The 61st edition of the Salone del Mobile has just closed its doors, with expectations exceeded in terms of attendance. First assessments and impressions of this very dense event, marked by the return of Euroluce.
The Milan Furniture Fair has just closed its doors with an estimated attendance of 307,418 participants, a 15% increase over the 2022 edition. This is obvious for those who walked the aisles of the Fiera last week, sometimes waiting up to 20 minutes to enter some stands.
65% of the visitors came from abroad: with the strong return of China, followed by Germany, France, the United States, Spain and Brazil being ex aequo, out of the 181 countries of origin identified. An expectation, and a response in person, which always confirms the essential role of the event on the international scene. From an exhibitor’s point of view, more than 2000 brands were present from 37 different countries. On an air of reunion, the stands reoccupied again very large surfaces, which allowed to juggle skilfully between iconic pieces, best-sellers and new collections, greeting in the passages of declensions of materials, the continuation of a work of the manufacturers around the recyclability of the products (choice of materials, modularity, reparability).
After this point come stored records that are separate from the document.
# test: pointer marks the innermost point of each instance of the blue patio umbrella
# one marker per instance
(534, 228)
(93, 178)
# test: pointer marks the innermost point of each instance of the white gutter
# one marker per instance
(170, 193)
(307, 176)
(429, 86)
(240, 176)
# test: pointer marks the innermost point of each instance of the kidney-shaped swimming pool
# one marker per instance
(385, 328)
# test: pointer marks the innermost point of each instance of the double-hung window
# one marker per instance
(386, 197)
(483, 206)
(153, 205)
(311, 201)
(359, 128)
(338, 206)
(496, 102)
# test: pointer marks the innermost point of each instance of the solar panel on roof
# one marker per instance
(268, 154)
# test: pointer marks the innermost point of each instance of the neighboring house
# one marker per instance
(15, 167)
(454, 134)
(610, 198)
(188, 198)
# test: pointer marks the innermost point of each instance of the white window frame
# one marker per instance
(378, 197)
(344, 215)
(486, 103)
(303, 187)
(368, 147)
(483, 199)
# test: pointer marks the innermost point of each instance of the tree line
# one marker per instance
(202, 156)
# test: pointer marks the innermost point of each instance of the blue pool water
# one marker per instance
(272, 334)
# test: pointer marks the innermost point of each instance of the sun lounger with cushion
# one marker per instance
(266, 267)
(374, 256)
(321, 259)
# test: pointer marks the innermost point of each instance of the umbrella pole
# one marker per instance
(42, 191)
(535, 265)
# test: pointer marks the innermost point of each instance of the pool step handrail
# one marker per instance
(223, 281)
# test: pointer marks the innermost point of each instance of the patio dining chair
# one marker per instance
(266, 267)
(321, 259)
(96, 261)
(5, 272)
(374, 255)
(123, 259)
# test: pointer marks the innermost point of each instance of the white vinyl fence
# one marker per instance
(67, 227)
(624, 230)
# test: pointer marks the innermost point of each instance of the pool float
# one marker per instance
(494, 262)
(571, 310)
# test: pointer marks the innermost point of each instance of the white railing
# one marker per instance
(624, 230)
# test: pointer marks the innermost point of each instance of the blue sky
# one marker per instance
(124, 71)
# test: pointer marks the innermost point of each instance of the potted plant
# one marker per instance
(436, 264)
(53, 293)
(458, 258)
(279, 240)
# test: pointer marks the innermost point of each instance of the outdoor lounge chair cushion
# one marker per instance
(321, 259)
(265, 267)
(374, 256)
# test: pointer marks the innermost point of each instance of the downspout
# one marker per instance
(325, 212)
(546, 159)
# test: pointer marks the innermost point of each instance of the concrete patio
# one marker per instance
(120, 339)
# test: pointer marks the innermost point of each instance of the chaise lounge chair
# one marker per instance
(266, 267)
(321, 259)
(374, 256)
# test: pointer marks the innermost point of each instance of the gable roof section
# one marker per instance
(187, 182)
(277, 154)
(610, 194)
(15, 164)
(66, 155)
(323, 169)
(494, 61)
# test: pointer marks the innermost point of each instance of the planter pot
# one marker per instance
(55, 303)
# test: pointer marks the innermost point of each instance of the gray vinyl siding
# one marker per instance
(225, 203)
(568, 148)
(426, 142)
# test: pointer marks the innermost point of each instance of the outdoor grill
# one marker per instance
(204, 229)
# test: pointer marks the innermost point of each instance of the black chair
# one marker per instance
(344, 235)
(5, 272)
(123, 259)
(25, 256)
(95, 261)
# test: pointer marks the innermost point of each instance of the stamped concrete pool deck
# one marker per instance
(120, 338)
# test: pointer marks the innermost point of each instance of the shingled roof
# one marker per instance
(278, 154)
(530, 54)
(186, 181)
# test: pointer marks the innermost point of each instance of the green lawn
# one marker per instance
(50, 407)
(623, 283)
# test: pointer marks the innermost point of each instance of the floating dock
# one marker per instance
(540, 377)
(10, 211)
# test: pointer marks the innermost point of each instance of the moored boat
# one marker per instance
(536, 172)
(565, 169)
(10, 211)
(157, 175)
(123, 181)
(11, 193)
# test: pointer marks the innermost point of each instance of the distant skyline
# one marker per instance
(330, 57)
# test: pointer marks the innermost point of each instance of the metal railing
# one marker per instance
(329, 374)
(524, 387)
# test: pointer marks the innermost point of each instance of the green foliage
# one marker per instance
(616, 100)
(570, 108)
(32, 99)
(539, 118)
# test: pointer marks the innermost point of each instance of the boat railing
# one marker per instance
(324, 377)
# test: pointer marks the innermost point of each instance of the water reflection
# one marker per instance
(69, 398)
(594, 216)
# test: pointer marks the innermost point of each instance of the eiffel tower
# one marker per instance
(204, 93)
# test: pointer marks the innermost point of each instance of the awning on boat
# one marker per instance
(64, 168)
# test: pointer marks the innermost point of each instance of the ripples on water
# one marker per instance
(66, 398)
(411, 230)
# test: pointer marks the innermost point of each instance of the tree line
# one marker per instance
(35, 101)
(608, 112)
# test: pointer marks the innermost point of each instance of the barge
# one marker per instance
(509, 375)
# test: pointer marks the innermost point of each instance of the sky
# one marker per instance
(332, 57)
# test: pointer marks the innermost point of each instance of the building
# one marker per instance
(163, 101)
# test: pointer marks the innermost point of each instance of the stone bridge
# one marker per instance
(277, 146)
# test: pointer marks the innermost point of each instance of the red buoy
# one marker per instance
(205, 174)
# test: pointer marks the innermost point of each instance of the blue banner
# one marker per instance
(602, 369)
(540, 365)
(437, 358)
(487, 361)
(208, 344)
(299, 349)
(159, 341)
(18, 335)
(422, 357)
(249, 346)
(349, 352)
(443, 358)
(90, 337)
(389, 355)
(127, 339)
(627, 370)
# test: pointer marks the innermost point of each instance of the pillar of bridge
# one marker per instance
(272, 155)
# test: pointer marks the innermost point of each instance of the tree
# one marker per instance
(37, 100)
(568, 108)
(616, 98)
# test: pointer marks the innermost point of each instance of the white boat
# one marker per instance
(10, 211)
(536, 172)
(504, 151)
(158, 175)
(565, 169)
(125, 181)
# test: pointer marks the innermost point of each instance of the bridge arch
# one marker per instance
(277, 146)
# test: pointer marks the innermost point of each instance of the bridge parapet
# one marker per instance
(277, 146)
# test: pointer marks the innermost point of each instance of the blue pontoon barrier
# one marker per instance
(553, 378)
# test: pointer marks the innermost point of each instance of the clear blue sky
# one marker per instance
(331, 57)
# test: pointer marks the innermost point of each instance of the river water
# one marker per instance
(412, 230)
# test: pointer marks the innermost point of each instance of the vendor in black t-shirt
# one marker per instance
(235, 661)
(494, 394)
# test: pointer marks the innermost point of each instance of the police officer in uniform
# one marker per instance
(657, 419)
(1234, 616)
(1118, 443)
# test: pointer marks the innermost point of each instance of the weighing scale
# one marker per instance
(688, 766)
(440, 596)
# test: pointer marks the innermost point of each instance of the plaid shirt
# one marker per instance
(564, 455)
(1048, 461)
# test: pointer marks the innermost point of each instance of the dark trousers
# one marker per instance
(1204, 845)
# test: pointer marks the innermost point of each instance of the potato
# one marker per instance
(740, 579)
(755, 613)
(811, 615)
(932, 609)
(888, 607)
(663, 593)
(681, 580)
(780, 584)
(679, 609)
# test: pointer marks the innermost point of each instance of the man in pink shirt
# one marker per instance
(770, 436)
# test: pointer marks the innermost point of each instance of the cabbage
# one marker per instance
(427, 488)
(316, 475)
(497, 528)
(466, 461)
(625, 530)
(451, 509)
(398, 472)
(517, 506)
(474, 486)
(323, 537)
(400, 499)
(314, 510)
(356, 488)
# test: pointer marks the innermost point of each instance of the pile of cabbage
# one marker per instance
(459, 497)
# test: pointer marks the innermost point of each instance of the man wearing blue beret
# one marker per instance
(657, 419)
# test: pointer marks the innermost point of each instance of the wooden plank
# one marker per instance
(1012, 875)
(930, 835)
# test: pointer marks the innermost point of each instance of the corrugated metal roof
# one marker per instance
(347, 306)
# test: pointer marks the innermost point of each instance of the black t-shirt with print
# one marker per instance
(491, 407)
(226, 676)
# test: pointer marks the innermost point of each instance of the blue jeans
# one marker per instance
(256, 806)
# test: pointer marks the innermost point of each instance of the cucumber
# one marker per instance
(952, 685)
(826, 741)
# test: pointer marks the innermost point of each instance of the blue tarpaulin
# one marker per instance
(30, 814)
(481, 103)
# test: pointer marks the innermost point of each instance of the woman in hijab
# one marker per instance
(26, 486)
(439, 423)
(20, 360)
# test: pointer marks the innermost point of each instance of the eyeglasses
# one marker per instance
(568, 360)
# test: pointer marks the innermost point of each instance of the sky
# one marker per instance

Of course, the Italians received as masters of the place, in neat scenographies, some with sensitive winks: Pedrali, returning to its fundamentals, opened with the Nari chair, co-designed by Andrea Pedrali and his grandfather Mario, founder of the company.
Among the first impressions of what the market will become, we note the porosity of the publishers’ proposals to other sectors. The opening up of indoor editors to the outdoor market, which has already been underway for several years, is becoming a constant: this may be pushing outdoor furniture manufacturers to identify themselves in other niches. As an example, Fermob marked its legitimacy in the indoor, and particularly the contract sector, by presenting versions of the Study (design Tristan Lohner) or the Bistro chair covered with leather, and a secretary, while posing as a manufacturer of lighting with another stand dedicated to Euroluce. Another illustration, Ethimo broadened its approach to outdoor living as a way of life to be considered, from a structural point of view, with a pergola at the entrance to the stand, and from the point of view of activities, with accessories and products related to outdoor cooking or sports, for example.
A successful return for Euroluce
This 61st edition was strongly marked by the return of Euroluce, which was eagerly awaited and thought to be a test foreshadowing the show’s future developments. On the one hand, the scenography was centered on the visitor experience, so that he could see a maximum number of stands during his visit, while taking into account his needs (rest, connection…). This challenge was met by Formafantasma: if it was not always easy to locate the stands from the numbering assigned, the strolling was much more fluid – all the more appreciable in the crowd of visitors, compared to the halls dedicated to furniture -, punctuated by mini-exhibitions, installations of artists’ works, as well as multiplied break areas. The open space of talks was joined by a richly endowed bookstore area. Contributing to this quality of visit, the halls dedicated to Euroluce were not illuminated, leaving the totality of the lighting to each stand: this gave a peaceful visit, valued the universe of each manufacturer, whatever the size of its stand. Finally, among the products, from Artemide to Flos, through Brokis and many others, we noted above all technical innovations, very subtle, for editors at the service of architectural design solutions, in a multiplication of elements that can live alone as well as in a combination of modular systems at will.
In fine, this 2023 edition revealed the transition that seems to operate the Show as a whole by consolidating a positioning on the interest of the prescription, particularly flagrant on Euroluce. Thus, in the long run, the challenge for future exhibitors will no longer be to present new products as such, but above all to show their ability to respond to the projects of interior design professionals, to position themselves in terms of recommending solutions: a real return to the fundamentals of design?